En la cause, il existe une première difficulté tenant à l’appréciation d’une faute commise par la société Varoise d’expertise comptable Sovaco, à savoir ne pas avoir effectué les déclarations de TVA intracommunautaire nécessaires et ne pas avoir averti la société [P] [K] de la nécessité de payer cet impôt sur les importations, au regard du contenu de la lettre de mission liant les parties, excluant les déclarations de TVA et alors que la société appelante avait de surcroît effectué elle-même ses formalités d’immatriculation en optant pour la franchise en base de TVA avant de se rapprocher de l’expert-comptable. De même, tout manquement au devoir de conseil d’un expert-comptable doit être regardé au regard des missions qui lui sont dévolues.

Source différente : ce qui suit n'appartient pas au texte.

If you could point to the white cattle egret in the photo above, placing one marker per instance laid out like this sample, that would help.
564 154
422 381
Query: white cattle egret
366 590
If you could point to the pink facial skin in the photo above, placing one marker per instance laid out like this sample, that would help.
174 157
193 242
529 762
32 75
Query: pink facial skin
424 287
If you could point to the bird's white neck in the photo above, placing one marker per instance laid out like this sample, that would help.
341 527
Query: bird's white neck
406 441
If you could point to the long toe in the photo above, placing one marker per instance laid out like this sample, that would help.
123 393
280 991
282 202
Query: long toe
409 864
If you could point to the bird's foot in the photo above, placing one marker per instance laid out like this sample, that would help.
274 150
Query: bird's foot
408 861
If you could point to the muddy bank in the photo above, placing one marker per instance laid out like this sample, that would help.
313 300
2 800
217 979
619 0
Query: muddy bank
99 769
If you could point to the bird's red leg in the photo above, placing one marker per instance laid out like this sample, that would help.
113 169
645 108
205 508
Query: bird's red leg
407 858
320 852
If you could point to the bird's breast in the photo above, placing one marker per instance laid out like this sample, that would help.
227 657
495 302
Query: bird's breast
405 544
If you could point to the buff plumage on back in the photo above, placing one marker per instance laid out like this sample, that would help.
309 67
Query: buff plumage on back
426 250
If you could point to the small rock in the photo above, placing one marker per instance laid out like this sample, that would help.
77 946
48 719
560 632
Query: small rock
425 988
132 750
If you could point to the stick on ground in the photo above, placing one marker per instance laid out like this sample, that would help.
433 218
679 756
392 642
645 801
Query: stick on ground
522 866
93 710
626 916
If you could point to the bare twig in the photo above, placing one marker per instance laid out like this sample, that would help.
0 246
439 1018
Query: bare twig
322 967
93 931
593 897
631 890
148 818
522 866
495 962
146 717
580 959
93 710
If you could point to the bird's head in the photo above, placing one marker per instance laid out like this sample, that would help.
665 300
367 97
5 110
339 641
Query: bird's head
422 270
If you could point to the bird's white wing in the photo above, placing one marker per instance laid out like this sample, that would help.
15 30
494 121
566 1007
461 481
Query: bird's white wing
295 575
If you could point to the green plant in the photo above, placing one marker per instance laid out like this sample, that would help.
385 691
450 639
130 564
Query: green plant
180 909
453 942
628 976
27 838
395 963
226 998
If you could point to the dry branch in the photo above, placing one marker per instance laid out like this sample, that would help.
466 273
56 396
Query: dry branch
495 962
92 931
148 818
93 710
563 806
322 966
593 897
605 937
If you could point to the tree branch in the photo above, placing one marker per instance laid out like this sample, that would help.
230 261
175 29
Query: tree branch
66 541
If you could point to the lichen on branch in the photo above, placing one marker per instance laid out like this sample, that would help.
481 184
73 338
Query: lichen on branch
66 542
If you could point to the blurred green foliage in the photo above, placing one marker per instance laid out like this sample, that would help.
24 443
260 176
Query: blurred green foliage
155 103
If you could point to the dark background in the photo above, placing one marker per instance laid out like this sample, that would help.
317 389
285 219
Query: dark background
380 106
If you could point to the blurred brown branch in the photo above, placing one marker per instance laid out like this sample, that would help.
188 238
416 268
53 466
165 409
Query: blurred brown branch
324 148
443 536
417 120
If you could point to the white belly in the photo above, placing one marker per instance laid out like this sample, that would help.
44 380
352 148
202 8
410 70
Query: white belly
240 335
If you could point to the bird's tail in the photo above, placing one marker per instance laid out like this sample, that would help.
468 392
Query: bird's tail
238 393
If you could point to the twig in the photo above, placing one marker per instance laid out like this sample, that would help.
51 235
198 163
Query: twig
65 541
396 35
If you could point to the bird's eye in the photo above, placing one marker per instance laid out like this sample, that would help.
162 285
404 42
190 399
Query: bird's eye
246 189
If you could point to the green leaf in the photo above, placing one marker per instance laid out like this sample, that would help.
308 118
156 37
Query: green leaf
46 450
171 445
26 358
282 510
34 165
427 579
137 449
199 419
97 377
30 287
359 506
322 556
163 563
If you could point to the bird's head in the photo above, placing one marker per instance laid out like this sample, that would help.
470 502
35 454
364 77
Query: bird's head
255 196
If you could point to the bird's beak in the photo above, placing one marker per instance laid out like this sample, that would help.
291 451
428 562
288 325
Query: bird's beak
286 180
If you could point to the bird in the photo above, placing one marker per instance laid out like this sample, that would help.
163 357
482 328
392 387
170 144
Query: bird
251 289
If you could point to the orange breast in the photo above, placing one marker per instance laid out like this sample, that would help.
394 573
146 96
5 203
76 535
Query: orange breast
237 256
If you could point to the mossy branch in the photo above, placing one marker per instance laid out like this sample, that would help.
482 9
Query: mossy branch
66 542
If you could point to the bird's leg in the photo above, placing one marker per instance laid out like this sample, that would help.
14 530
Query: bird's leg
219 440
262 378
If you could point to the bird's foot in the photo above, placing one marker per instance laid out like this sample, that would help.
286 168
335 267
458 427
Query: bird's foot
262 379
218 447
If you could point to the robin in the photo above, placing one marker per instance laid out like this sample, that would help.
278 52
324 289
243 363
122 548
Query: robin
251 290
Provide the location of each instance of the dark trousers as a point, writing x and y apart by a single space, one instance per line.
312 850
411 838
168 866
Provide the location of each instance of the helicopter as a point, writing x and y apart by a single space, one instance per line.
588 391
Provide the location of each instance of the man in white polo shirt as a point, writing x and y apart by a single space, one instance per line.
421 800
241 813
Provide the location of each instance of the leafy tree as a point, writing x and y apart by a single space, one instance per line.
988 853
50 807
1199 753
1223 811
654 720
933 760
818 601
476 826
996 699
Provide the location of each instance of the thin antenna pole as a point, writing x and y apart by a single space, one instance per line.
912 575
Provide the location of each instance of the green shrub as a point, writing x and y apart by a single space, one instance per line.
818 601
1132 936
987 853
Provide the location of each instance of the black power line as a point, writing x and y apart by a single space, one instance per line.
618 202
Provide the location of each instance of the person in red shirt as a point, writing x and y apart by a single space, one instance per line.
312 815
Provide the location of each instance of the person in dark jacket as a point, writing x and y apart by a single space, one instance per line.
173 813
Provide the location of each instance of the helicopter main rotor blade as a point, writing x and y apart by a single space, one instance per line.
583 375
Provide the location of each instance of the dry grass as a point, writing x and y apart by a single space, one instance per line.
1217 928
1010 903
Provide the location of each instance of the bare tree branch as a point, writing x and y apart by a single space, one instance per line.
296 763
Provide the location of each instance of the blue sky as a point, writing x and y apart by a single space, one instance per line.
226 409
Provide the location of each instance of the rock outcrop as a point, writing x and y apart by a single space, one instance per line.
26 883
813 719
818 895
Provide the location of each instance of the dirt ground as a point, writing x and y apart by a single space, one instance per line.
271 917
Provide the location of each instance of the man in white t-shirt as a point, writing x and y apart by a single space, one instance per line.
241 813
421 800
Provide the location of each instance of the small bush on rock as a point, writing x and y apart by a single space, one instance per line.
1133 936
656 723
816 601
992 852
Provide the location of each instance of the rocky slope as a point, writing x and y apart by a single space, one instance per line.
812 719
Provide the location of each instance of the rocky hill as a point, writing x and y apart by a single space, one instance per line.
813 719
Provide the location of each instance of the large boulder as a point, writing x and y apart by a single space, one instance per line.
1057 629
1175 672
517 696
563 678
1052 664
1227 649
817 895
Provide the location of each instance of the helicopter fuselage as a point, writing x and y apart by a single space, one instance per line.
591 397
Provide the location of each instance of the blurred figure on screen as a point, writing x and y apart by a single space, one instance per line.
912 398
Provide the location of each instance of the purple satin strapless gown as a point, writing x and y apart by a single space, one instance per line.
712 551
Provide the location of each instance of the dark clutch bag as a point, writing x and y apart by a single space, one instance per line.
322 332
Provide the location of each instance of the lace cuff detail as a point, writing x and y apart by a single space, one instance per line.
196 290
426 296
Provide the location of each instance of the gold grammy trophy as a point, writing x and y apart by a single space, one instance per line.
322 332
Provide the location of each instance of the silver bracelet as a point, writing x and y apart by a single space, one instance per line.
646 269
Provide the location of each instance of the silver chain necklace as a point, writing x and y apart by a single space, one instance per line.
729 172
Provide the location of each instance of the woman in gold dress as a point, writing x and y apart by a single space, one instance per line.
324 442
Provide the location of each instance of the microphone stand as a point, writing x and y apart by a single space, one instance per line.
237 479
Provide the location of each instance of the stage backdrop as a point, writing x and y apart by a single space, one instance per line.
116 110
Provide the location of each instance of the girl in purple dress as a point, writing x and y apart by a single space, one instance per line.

Il existe, par ailleurs, une difficulté tenant à l’existence du préjudice déploré par l’appelante et du lien de causalité entre la faute alléguée et ce préjudice en ce que la société [P] [K] réclame, à titre de provision, le montant de la somme qu’elle a dû finalement s’acquitter au titre de la TVA dont elle était redevable, alors que le paiement de l’impôt auquel une personne est légalement tenue et qu’elle aurait en tout état de cause dû régler ne revêt pas le caractère d’un préjudice indemnisable.

La complexité des points à trancher a pour conséquence que l’appréciation que portera la cour, statuant au fond, sur ces questions revêt un caractère aléatoire et incertain, ne permettant pas l’allocation d’une provision

REPUBLIQUE FRANÇAISE
AU NOM DU PEUPLE FRANÇAIS

5 septembre 2024
Cour d’appel d’Aix-en-Provence
RG
22/03206
COUR D’APPEL D’AIX-EN-PROVENCE

[Adresse 2]

[Localité 1]

Chambre 3-4

N° RG 22/03206 – N° Portalis DBVB-V-B7G-BI66Z

Ordonnance n° 2024/M182

S.A.S.U. [P] [K]

représentée et assistée de Me Thomas RAMON, avocat au barreau d’AIX-EN-PROVENCE, plaidant

Appelante

S.A.R.L. SOCIETE VAROISE D’EXPERTISE COMPTABLE (SOVECO)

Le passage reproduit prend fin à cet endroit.